I could barely breathe, hanging on to each of Elliot’s broken words.
“My mother—her name was Elaine—had forgotten she was our mom. She fell into this deep, dark pit and never tried to climb out. Now, I understand my father had always been the one to pull her out. He’d taken her to therapy, made her take her meds, kept our home calm and our household running. Without him? Chaos.”
I took his hand in mine, weaving our fingers together. He sounded exhausted, and I thought maybe I wasn’t the only one who’d been ruminating on all that had been said after brunch. It was weighing on him too.
“I shouldn’t have gone away to college, not when our mother was barely functioning, but Elise insisted I leave. To be honest, I was relieved to be out of that house. Away from my desperately sad, self-destructive mother and memories of my dad. It was selfish, and I’m not proud of it, especially because Elise was there on her own, but it’s the truth.”
I kissed his shoulder, waiting for the rest, my stomach in snarling knots. He was still carrying this. The guilt, the weight of losing his parents, of not being there for his sister.
“She died in a car accident at the start of my third year at Stanford. That was the official ruling anyway, but it wasn’t an accident. She’d given up on life, on her kids, and ended it, but not before she’d spent nearly every penny our father had left us and taken out a second mortgage on our home. I came back for Elise and stayed. I put her life back in order and built my own from the disaster our mother left behind.”
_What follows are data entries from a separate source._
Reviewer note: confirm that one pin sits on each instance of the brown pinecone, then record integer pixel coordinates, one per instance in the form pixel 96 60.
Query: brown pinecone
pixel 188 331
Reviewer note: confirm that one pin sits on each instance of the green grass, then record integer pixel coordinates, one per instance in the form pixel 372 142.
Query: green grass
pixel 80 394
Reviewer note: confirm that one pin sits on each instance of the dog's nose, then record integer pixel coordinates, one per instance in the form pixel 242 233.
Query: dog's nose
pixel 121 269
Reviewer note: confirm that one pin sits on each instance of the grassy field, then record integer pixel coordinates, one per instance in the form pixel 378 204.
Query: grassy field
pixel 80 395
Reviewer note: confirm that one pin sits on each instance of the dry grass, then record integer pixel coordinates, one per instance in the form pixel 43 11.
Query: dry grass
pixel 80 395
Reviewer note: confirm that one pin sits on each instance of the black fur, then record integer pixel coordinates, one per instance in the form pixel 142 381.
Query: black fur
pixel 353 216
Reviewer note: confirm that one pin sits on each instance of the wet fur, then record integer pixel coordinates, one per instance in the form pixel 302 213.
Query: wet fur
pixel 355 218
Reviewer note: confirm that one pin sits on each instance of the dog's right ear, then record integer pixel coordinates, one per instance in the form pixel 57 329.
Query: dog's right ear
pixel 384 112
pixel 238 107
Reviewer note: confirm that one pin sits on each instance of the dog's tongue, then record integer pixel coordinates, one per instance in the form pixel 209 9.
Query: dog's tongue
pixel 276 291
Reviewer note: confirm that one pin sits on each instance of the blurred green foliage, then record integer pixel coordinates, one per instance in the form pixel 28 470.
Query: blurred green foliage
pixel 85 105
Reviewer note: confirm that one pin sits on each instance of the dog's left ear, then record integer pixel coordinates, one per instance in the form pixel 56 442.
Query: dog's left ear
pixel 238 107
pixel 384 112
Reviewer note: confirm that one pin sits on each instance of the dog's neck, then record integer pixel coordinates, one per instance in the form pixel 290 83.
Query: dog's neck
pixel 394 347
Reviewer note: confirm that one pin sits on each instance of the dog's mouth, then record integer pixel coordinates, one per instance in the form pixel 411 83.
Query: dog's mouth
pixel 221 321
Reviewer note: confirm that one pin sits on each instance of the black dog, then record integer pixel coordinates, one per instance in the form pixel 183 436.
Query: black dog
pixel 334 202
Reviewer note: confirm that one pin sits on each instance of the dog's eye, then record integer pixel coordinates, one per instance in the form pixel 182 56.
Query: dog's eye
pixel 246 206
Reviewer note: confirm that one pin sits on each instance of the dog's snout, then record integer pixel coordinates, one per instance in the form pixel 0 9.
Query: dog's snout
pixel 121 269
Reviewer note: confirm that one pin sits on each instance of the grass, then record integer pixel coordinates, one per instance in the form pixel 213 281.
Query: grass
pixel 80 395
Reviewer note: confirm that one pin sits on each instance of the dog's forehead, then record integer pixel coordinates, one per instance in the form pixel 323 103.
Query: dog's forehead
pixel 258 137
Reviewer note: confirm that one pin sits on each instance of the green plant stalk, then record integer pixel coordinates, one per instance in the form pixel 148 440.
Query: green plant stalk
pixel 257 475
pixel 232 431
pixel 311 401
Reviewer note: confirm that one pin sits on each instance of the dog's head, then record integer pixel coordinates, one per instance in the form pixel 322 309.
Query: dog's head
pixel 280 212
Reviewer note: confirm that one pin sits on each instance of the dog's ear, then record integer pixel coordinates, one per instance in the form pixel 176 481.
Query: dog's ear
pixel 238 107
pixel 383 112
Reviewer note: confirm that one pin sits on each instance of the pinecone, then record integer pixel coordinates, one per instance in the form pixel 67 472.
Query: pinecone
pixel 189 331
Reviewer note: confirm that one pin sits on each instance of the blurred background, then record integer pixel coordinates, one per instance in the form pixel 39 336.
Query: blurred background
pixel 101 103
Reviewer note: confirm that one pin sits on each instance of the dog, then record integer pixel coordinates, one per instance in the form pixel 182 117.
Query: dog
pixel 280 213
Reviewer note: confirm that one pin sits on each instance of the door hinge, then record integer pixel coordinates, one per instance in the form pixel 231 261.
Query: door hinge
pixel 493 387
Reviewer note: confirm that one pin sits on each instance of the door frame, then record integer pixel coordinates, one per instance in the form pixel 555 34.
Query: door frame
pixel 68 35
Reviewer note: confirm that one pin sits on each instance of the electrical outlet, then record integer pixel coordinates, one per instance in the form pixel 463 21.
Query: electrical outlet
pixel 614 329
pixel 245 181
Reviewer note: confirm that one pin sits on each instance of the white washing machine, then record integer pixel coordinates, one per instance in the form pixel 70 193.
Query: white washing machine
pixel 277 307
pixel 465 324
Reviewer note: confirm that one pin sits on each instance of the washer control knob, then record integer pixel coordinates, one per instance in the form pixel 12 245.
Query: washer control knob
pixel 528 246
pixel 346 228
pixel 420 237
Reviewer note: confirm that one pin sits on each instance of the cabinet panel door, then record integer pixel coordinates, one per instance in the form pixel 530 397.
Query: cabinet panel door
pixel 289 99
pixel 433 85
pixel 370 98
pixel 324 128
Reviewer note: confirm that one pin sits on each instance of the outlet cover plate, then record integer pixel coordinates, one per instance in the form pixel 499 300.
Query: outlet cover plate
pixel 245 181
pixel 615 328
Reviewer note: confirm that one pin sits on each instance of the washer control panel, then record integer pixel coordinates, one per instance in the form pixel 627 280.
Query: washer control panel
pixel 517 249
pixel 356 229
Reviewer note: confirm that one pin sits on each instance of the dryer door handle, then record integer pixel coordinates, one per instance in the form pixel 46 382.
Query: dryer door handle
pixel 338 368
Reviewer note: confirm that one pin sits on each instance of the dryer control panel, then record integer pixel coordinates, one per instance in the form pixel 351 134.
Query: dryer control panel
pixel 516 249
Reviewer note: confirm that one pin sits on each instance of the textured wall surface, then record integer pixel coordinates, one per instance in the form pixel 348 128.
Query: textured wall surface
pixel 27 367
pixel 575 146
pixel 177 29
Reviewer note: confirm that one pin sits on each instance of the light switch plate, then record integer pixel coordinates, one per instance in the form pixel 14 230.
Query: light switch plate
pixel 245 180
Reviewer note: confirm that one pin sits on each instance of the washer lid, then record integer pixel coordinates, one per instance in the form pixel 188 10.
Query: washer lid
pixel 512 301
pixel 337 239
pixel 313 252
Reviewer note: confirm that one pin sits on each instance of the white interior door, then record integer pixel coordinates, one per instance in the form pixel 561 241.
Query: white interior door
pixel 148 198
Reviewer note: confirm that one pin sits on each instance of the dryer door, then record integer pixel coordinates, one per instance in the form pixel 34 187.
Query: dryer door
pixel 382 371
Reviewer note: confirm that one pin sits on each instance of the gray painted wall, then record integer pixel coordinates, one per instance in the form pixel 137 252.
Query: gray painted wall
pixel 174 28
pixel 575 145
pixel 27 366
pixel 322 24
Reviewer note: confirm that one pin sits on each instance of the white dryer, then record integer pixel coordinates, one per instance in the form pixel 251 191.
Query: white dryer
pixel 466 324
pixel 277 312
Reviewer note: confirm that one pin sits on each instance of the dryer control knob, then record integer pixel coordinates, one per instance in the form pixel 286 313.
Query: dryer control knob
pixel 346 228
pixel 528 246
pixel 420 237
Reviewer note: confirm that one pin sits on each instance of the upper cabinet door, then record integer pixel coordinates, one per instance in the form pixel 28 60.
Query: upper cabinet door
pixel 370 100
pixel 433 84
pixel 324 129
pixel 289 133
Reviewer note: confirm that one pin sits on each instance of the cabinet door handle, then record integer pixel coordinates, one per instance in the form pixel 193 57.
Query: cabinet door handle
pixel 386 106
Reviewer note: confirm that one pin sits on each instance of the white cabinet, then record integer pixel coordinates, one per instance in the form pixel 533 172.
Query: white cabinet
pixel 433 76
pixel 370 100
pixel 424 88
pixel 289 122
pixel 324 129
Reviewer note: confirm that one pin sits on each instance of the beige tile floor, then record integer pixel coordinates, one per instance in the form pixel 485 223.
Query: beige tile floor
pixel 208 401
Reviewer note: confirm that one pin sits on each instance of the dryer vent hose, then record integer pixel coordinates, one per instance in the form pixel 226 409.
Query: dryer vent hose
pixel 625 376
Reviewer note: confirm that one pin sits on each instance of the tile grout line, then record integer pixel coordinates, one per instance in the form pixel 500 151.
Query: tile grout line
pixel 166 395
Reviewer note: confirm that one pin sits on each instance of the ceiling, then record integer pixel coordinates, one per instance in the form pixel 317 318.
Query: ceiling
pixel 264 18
He took my face in his hands. “She was in crisis. I didn’t stay when I should have, and it took me a long time to forgive myself. There are days, hours, minutes when I absolutely don’t. I ask myself ‘what if’ all the time and think I’ll always bear some amount of guilt for not doing more. Weston and Luca know that. They saw what a wreck I was back then and helped carry me through it. Now, I need you to hear me, Catherine.”
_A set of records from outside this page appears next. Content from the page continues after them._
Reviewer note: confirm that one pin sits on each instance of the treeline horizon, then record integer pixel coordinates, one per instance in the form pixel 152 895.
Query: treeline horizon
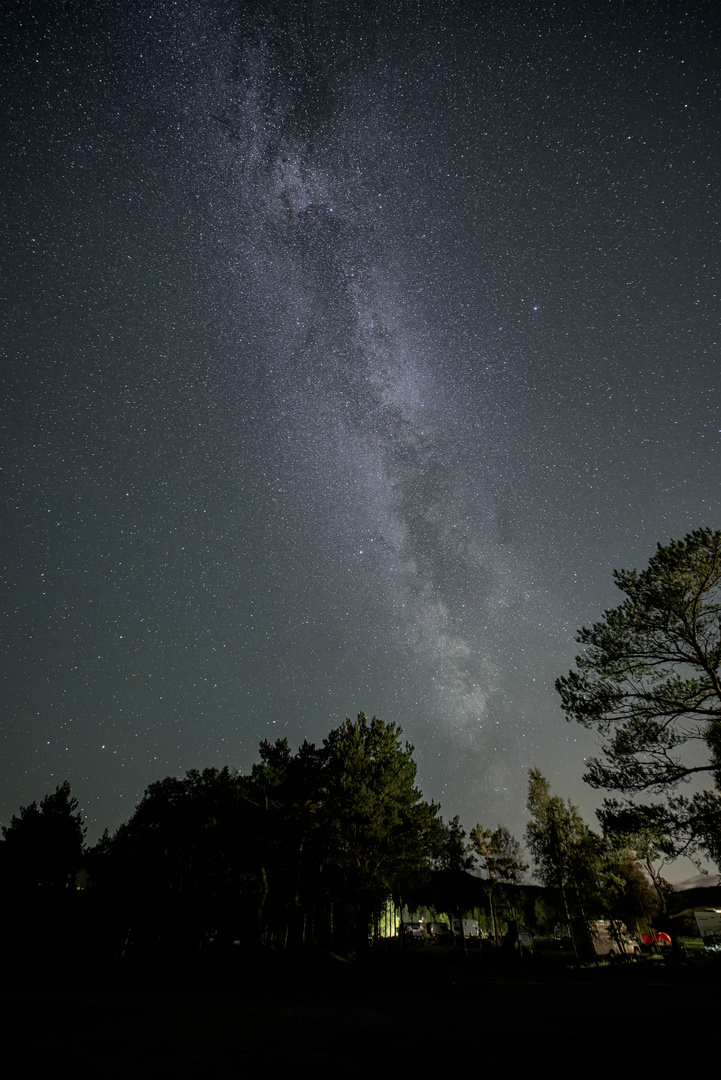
pixel 310 848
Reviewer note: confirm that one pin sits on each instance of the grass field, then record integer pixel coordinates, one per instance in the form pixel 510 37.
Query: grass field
pixel 317 1016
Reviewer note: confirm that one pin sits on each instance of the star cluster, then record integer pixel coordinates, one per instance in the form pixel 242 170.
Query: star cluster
pixel 347 349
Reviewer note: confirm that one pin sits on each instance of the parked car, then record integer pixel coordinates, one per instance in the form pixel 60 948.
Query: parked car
pixel 613 940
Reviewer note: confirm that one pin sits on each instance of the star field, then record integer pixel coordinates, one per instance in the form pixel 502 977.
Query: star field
pixel 347 350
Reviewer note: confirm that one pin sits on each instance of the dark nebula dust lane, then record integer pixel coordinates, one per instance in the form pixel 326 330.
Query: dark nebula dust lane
pixel 347 349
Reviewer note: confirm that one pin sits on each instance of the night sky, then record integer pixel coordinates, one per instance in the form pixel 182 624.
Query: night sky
pixel 347 349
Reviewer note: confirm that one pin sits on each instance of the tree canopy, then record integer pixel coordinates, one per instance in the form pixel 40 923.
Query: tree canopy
pixel 43 845
pixel 649 683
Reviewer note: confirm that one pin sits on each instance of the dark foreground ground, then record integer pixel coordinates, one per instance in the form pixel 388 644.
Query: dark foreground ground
pixel 421 1014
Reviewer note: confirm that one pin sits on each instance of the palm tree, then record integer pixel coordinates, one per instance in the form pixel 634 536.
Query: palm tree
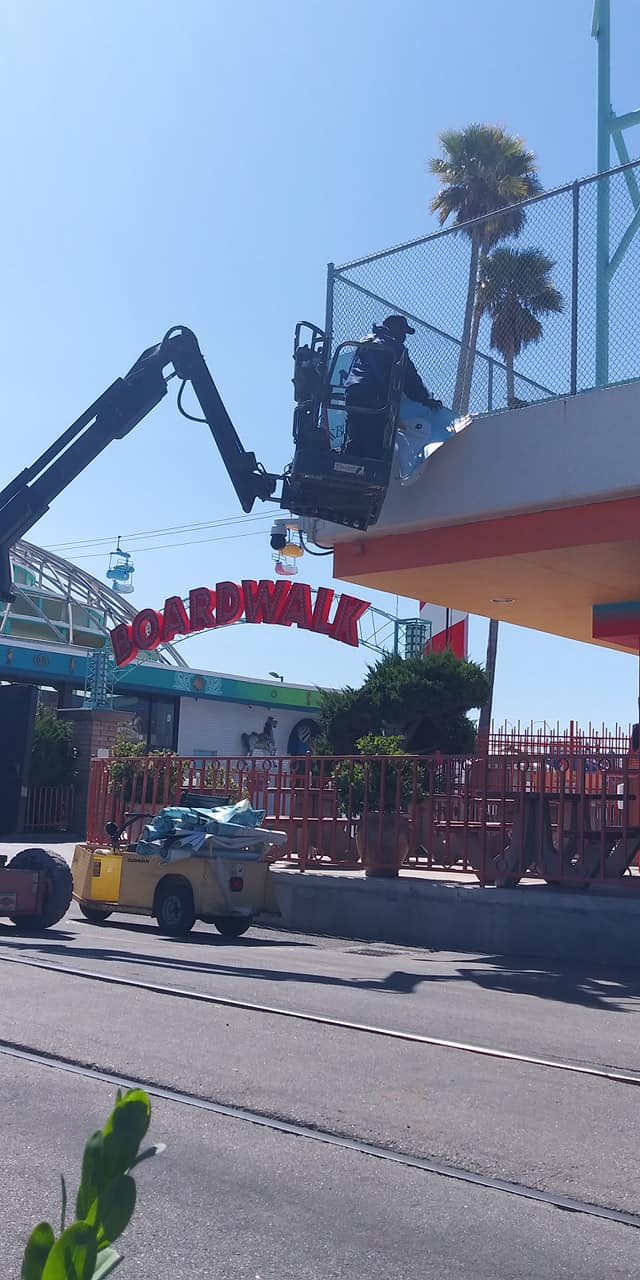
pixel 515 289
pixel 483 170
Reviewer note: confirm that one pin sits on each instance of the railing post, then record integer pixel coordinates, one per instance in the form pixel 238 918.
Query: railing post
pixel 328 316
pixel 575 265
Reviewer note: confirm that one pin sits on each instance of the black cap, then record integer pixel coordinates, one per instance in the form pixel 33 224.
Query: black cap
pixel 398 324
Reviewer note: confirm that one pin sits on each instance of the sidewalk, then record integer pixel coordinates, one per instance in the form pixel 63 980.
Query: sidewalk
pixel 453 913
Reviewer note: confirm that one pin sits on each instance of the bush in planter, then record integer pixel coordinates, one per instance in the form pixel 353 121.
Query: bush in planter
pixel 133 784
pixel 374 786
pixel 380 794
pixel 423 700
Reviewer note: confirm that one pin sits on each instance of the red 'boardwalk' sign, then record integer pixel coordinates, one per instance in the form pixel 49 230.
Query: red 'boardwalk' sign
pixel 282 603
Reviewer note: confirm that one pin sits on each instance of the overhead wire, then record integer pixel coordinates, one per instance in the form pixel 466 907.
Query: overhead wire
pixel 164 547
pixel 169 529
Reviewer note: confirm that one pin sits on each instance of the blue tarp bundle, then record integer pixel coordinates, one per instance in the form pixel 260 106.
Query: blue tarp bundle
pixel 191 827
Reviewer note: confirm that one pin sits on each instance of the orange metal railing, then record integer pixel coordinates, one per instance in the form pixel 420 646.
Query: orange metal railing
pixel 501 818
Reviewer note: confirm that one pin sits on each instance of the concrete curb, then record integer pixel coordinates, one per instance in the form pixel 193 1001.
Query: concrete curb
pixel 535 920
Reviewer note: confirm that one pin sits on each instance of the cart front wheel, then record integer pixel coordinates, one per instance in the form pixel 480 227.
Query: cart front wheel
pixel 174 909
pixel 233 926
pixel 94 914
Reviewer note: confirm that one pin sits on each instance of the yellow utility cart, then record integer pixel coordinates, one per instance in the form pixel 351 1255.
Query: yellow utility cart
pixel 225 882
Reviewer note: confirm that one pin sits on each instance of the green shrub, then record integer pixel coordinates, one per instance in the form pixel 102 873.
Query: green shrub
pixel 53 755
pixel 375 785
pixel 104 1205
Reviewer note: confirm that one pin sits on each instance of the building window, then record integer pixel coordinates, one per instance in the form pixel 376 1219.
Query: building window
pixel 161 728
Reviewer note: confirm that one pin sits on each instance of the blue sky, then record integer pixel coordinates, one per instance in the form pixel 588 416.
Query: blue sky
pixel 200 164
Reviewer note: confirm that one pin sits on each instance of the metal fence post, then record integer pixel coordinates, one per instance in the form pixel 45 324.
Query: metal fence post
pixel 575 264
pixel 328 316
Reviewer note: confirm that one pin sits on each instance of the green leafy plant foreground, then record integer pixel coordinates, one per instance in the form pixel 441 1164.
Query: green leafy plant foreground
pixel 104 1205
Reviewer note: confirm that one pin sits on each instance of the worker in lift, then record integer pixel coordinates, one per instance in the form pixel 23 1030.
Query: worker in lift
pixel 368 387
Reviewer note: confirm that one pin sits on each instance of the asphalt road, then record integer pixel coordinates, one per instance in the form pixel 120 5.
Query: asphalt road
pixel 232 1200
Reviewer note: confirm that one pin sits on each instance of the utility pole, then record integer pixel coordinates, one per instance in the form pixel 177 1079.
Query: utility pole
pixel 609 128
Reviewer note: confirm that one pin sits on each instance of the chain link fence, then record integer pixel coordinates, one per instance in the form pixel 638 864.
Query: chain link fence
pixel 538 309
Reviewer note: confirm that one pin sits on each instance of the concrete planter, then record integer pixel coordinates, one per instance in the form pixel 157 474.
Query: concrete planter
pixel 382 841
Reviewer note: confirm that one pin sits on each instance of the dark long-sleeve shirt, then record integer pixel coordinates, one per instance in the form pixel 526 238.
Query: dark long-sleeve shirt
pixel 371 370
I nodded as much as I could, with him holding me. I was listening. I couldn’t stop if I tried.
“You are nothing like my mother.” He drew each word out with his eyes locked on mine, almost angrily. Like he was incensed I would have believed the opposite. “Since my father died and our orderly world fell apart, I made a conscious decision to keep my personal space and those I let in it as chaos-free as possible. The control I keep over myself and my life has always been nonnegotiable, which Weston and Luca are well aware of.”
“I am too,” I whispered.
His mouth hitched. “Yes, you are. More aware than most.” He dragged his finger along my nose and dropped to hold my chin. “I’m certain my friends heard your story and decided I’d let chaos into my life as a form of self-sacrifice, but that isn’t true at all, and I need you to understand that. Since I brought the two of you here, I’ve never felt more at home. I look forward to being in this house with you. Having you as mine has calmed the storm I was unaware had been left behind by my past.”
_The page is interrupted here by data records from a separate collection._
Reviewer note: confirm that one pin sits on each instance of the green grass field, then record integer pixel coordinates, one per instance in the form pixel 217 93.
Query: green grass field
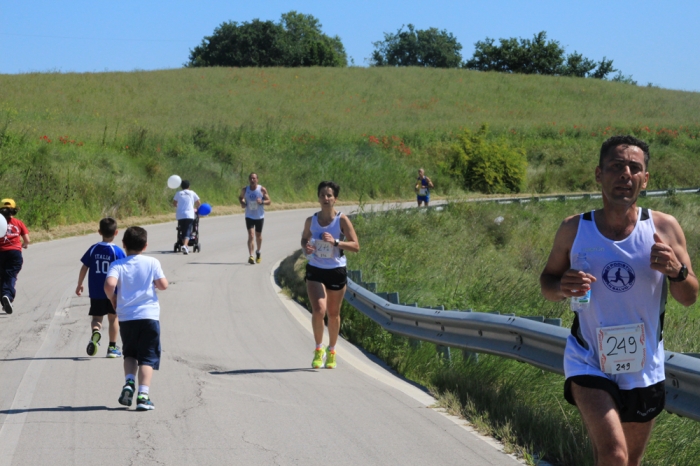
pixel 74 147
pixel 463 259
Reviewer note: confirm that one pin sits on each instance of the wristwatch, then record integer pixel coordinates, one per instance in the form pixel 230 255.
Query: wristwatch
pixel 682 275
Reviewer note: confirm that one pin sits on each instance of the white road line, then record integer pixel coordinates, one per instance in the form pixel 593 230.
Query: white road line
pixel 11 429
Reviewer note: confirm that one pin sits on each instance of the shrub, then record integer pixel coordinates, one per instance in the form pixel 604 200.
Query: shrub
pixel 487 166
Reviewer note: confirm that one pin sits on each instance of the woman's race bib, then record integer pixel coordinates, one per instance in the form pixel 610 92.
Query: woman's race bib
pixel 252 206
pixel 324 249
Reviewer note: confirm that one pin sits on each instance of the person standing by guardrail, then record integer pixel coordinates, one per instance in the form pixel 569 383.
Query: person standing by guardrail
pixel 327 235
pixel 614 357
pixel 423 185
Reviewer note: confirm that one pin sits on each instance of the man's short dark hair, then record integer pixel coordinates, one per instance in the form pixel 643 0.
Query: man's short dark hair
pixel 328 184
pixel 135 239
pixel 108 226
pixel 619 140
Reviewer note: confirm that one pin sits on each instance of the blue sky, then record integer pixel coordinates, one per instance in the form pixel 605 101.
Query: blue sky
pixel 657 42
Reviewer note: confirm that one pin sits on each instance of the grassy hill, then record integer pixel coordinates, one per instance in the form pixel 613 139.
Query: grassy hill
pixel 109 140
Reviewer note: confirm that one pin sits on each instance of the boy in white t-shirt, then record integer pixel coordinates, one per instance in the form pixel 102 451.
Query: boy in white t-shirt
pixel 136 278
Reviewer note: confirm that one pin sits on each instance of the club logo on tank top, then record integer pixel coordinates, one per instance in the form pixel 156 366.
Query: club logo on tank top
pixel 618 277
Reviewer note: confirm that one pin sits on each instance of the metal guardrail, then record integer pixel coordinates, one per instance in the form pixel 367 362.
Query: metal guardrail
pixel 523 339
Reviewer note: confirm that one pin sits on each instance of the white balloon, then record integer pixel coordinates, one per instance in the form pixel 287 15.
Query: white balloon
pixel 174 182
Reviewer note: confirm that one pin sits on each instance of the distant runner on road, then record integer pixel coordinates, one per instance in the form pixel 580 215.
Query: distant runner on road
pixel 423 185
pixel 614 357
pixel 327 235
pixel 253 199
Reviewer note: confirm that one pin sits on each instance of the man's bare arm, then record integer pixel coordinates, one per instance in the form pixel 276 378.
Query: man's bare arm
pixel 669 254
pixel 558 280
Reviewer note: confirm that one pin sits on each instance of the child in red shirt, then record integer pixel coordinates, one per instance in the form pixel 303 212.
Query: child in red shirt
pixel 11 253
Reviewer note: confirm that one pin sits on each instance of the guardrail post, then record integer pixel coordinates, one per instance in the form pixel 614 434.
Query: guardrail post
pixel 393 298
pixel 469 356
pixel 444 351
pixel 466 354
pixel 415 344
pixel 553 321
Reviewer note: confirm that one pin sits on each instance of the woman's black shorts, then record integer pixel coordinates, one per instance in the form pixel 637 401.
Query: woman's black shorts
pixel 253 223
pixel 333 279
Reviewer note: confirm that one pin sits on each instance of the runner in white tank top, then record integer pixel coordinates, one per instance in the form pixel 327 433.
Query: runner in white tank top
pixel 327 235
pixel 253 199
pixel 614 356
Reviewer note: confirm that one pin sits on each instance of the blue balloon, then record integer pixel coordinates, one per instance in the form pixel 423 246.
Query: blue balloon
pixel 204 209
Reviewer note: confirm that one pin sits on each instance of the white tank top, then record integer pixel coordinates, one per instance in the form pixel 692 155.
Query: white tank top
pixel 627 291
pixel 252 208
pixel 337 258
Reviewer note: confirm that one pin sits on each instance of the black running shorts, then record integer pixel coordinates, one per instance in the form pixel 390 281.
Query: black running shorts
pixel 101 307
pixel 635 405
pixel 333 279
pixel 252 223
pixel 141 341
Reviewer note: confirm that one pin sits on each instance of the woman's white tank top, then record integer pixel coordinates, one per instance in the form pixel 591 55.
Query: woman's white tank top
pixel 627 291
pixel 252 208
pixel 337 258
I closed my eyes, letting his bare and honest admission settle over me. I wanted to believe it. To take it in and know it was true. But I couldn’t shake what Luca and Weston had said. It had settled over me just as much.
“Thank you for telling me about your mom, Elliot, and I’m terribly sorry you went through that.” I sucked in a breath. “Your friends weren’t completely wrong, though. Not about me.” I curled my fingers around his, lowering his hands to my lap. “I was in crisis when you brought me here. I still would be if you hadn’t stepped in.”
“You were put in that position.”
“I allowed it to happen.”
“That’s bullshit. I’m not going to let you disparage yourself. As the only person here who knows both you and the woman you were falsely compared to, I can say with authority you aren’t my mother. I don’t see her when I look at you.”
I rubbed my lips together, the weight in my chest no less light. “Can you honestly say there’s not a small part of you that’s with me to make up for the past?”